The opportunity to participate in Data Science Dojo’s: A Hands-on Introduction to Data Science bootcamp was a simple decision as I have been a consumer of bootcamps for several years and have found my success varies with them. In my prior self-paced learning, I found that there were concepts that I simply did not understand well, or perhaps was not explicitly stated in whatever course I was taking. I wanted to experience an in-person immersive bootcamp, with the hopes that practical examples and in-person interactions will be helpful in understanding and retaining the material. Not to mention I was able to network with others that are interested in this field.
Data Science Dojo is taught by Raja Iqbal, CEO and Chief Data Scientist. He is a talented presenter, and appreciated his style of teaching the material. He was accompanied by Arham Akheel, whom assisted Raja in helping students and also provided us with machine learning demonstrations. This combination was very complimentary to one another and worked well.
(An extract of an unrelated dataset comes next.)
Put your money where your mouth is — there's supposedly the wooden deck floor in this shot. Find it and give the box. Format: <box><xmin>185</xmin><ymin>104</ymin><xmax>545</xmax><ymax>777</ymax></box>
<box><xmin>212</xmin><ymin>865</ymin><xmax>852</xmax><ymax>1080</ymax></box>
Please check out Data Science Dojo’s website, and check their schedule for they may be coming to a city near you!
The bootcamp was offered in Albuquerque, New Mexico for 3 days instead of the prior 5-day bootcamp. From what I understand, we were the first cohort to try this format.
On this first day, we spent some time looking into data exploration, and how to approach data problems. We discussed things as a group, and I enjoyed the energy from class. We discussed that a model is only as good as the data provided to it-garbage in, garbage out. Data is the new oil, and is the most valuable asset a company can have, however, we as the data scientists need to tap into that resource by refining it and getting the most value from it. One thing that I have personally struggled with that this course was VERY helpful for, was learning how to ask the right questions, and evaluating business impact. It is our job to ask questions. Many times in the past, I was given a task, and I simply began to hammer away without questions asked. In data science, feature engineering and data exploration are the most important tasks, as these activities help to further define and evaluate if this is a worthy endeavor for a company.
On this day, we began to delve into machine learning algorithms, more specifically supervised learning. I found this valuable, as I myself, have the most experience and understanding with supervised learning. We stressed again before building a model to ask, “What is the intended use of this model”, as that would be pertinent information in determining what features and format to provide the model to the stakeholders’ that will use it. We analyzed the titanic dataset in detail, and discussed what features to include in our decision tree model. We also discussed entropy, stopping criteria, and splitting. Our homework assignment was to submit our titanic model to our leaderboard. I did not place very high, lol.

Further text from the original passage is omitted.